Gérard Leblanc
Le spectateur fait l’objet de multiples scénarisations qui prétendent toutes savoir ce qu’il est et ce qu’il désire. Chaque groupe d’intérêts / construit ainsi un spectateur à sa propre image et s’efforce de faire en sorte que le spectateur réel s’y ajuste. Il est vrai que le spectateur scénarisé n’est jamais entièrement imaginaire. Il est produit socialement et la société cherche à le reproduire pour se reproduire elle-même. Il existe avant même qu’il ait eu à manifester son existence. Ce spectateur-là revêt alors la figure impersonnelle du marché. Il a déjà vu le « nouveau » film qu’on lui propose de voir, on peut anticiper ses réactions en s’appuyant sur des schémas comportementaux pré-construits. Mais aucun spectateur réel n’est réductible au marché.
Le scénario dominant procède de mécanismes élémentaires qui s’enracinent dans l’organisation de la vie sociale. Évasion est le maître-mot. Il s’agit tout autant de s’évader de la réalité que de la relation que l’on entretient avec elle — certaines enquêtes qualitatives du Centre National du Cinéma évoquent un double mouvement, celui d’évasion — invasion : on ne s’évade jamais de la réalité que si le film parvient à vous envahir.
On ne peut considérer la question du spectateur indépendamment de la fonction sociale du cinéma. Si l’immense majorité des films propose des représentations conformes à la reproduction du désordre existant, la première de ces représentations leur est externe. Elle a trait à la programmation sociale du désir de cinéma. Avant d’interroger le rapport du spectateur à tel ou tel film particulier, il est nécessaire d’interroger celui qu’il entretient avec le cinéma. Que peut-on attendre, espérer, des moments de cinéma que la vie nous ménage ? Le scénario dominant sollicite le désir d’évasion, et ce désir est d’autant plus puissant qu’il répond en premier lieu à un besoin physiologique : se libérer des tensions de toutes sortes, quitte à en rencontrer d’autres dans des mondes imaginaires, déconnectés du réel.
Changer la programmation sociale du désir de cinéma suppose une action externe au film, et d’abord qu’il soit possible d’agir sur la réalité du besoin qui la fonde.

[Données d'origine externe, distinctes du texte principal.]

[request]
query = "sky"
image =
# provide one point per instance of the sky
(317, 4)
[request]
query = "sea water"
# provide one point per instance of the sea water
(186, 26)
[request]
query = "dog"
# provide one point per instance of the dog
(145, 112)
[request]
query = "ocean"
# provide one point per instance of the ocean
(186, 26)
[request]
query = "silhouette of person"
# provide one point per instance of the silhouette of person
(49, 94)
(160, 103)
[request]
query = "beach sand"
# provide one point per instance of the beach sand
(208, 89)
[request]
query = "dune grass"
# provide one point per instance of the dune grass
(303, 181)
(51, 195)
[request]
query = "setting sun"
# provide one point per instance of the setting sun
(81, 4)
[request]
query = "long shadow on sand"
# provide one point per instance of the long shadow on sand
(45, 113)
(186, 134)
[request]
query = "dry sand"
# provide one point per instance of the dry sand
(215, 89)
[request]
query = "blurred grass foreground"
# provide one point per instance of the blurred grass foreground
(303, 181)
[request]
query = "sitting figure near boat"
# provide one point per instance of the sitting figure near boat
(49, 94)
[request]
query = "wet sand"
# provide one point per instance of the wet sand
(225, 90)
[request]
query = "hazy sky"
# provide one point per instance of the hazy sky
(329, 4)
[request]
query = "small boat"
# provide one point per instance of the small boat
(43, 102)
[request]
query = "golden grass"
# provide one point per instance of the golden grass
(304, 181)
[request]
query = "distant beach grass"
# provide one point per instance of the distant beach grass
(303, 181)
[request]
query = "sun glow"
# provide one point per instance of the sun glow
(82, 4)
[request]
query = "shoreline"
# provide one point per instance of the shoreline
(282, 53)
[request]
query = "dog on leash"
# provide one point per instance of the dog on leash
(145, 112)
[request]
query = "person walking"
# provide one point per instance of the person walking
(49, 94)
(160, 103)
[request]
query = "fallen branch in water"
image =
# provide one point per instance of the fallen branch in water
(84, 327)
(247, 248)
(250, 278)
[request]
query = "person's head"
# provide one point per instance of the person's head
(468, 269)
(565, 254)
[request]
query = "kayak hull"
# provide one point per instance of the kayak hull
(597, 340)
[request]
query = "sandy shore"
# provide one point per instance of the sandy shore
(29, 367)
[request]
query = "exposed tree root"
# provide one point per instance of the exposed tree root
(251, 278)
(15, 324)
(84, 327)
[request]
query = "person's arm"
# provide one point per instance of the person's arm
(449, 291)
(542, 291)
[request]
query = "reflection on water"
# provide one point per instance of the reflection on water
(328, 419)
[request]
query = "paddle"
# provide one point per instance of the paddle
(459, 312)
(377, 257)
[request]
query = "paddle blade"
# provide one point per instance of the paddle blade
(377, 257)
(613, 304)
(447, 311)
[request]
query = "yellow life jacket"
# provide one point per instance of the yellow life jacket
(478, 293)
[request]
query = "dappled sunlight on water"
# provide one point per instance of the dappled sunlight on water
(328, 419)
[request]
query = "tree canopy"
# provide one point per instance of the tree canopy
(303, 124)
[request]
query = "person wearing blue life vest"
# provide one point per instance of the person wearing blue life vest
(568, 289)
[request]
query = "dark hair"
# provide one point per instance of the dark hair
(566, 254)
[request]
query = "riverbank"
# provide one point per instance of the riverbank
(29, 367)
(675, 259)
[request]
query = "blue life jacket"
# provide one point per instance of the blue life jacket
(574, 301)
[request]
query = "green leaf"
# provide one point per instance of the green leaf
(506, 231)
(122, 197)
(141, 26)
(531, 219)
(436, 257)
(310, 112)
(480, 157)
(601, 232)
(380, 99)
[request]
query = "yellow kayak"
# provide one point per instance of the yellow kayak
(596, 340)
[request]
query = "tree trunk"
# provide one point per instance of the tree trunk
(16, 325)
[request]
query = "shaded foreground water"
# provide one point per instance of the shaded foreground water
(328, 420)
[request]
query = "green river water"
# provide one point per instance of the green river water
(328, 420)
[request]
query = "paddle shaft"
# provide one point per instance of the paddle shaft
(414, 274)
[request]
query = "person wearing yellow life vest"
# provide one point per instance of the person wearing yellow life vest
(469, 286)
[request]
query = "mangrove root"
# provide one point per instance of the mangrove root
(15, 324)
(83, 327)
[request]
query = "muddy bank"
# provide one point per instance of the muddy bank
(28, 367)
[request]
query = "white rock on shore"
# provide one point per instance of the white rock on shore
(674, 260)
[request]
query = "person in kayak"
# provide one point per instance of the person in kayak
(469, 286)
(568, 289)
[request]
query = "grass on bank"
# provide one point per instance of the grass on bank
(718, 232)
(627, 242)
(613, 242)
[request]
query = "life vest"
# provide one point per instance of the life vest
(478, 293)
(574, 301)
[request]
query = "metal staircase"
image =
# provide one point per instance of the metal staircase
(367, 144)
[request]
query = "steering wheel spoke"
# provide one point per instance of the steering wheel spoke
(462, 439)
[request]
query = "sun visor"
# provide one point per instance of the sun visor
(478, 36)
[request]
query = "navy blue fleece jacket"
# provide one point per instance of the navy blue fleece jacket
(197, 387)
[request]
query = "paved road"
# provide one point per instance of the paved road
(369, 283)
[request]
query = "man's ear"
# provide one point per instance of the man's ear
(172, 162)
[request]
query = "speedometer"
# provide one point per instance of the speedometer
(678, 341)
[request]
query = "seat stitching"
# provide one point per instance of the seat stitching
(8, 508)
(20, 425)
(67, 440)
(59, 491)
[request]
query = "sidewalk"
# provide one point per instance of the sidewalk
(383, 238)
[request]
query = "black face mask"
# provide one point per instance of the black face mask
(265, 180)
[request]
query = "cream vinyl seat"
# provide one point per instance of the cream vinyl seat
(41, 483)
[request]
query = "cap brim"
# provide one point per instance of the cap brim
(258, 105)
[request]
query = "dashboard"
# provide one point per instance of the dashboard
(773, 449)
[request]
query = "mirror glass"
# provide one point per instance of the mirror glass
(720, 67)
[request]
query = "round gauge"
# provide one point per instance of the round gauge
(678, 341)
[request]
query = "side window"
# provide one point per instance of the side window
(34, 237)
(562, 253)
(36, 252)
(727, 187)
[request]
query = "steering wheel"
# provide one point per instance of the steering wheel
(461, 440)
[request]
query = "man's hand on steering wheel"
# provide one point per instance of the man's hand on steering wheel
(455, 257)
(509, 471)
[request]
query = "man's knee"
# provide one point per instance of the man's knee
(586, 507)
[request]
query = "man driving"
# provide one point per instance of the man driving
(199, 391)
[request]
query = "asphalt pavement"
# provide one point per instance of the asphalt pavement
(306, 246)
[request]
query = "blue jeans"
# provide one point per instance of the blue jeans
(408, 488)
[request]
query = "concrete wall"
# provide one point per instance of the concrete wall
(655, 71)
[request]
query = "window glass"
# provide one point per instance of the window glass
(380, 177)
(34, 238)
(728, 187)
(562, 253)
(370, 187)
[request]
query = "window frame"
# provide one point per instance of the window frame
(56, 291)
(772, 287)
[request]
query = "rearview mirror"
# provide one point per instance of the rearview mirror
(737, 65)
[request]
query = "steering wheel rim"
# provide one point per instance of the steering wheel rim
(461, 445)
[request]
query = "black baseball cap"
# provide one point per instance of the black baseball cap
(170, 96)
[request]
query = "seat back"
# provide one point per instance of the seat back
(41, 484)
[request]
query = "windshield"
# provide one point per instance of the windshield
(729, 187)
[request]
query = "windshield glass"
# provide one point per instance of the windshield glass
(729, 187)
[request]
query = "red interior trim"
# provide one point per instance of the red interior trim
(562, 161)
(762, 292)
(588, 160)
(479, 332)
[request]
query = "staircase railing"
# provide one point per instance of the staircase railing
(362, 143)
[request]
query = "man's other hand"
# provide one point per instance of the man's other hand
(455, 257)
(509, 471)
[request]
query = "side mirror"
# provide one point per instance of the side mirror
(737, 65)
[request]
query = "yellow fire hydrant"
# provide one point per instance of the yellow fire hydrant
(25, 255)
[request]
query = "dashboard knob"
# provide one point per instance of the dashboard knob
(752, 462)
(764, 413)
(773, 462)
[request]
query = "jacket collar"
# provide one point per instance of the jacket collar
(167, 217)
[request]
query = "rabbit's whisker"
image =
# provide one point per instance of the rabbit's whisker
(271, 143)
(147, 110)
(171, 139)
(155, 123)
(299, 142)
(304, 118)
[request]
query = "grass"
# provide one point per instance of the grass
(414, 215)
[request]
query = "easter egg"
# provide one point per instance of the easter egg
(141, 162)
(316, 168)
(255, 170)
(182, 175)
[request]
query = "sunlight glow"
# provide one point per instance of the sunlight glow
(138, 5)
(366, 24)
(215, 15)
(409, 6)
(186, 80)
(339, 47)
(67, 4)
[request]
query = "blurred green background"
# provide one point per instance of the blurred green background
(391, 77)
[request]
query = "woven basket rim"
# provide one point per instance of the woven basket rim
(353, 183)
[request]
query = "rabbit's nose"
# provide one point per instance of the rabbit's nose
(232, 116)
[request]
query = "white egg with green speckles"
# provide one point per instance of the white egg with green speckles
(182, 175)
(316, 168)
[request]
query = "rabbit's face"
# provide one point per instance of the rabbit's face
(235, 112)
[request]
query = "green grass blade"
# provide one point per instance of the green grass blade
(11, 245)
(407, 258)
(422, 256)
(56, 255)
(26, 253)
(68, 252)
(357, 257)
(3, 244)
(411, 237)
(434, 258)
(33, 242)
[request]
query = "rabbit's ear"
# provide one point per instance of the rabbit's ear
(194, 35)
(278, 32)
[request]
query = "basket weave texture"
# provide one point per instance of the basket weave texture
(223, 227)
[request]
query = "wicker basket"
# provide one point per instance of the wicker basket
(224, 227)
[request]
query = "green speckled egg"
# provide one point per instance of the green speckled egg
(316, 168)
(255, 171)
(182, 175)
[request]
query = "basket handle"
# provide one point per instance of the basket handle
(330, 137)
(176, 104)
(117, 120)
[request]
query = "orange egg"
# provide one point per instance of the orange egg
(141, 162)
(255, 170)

Seul le passage du mode exclusif (où le rapport travail/loisir est vécu de façon antagoniste, et il en est encore ainsi pour la majorité d’entre nous) au mode inclusif (où les deux temps interagissent de façon positive et productive) est susceptible de permettre un changement qualitatif de la programmation sociale du désir de cinéma. Mais il ne s’agit pas là d’un déterminisme qui ne laisserait aucune possibilité de choix au spectateur. Comme l’être social dont il est l’une des composantes, le spectateur vit sous le régime de la contradiction. Il aspire à la fois à s’évader de la réalité et à la transformer. Il est à la recherche de plaisirs de substitution et ne se résigne jamais tout à fait à ce que la vie ne lui procure pas davantage de satisfactions. Le désir de cinéma fluctue entre ces deux pôles et si le pôle évasion est en position dominante, le pôle transformation n’est jamais totalement absent de l’horizon d’attente du spectateur réel.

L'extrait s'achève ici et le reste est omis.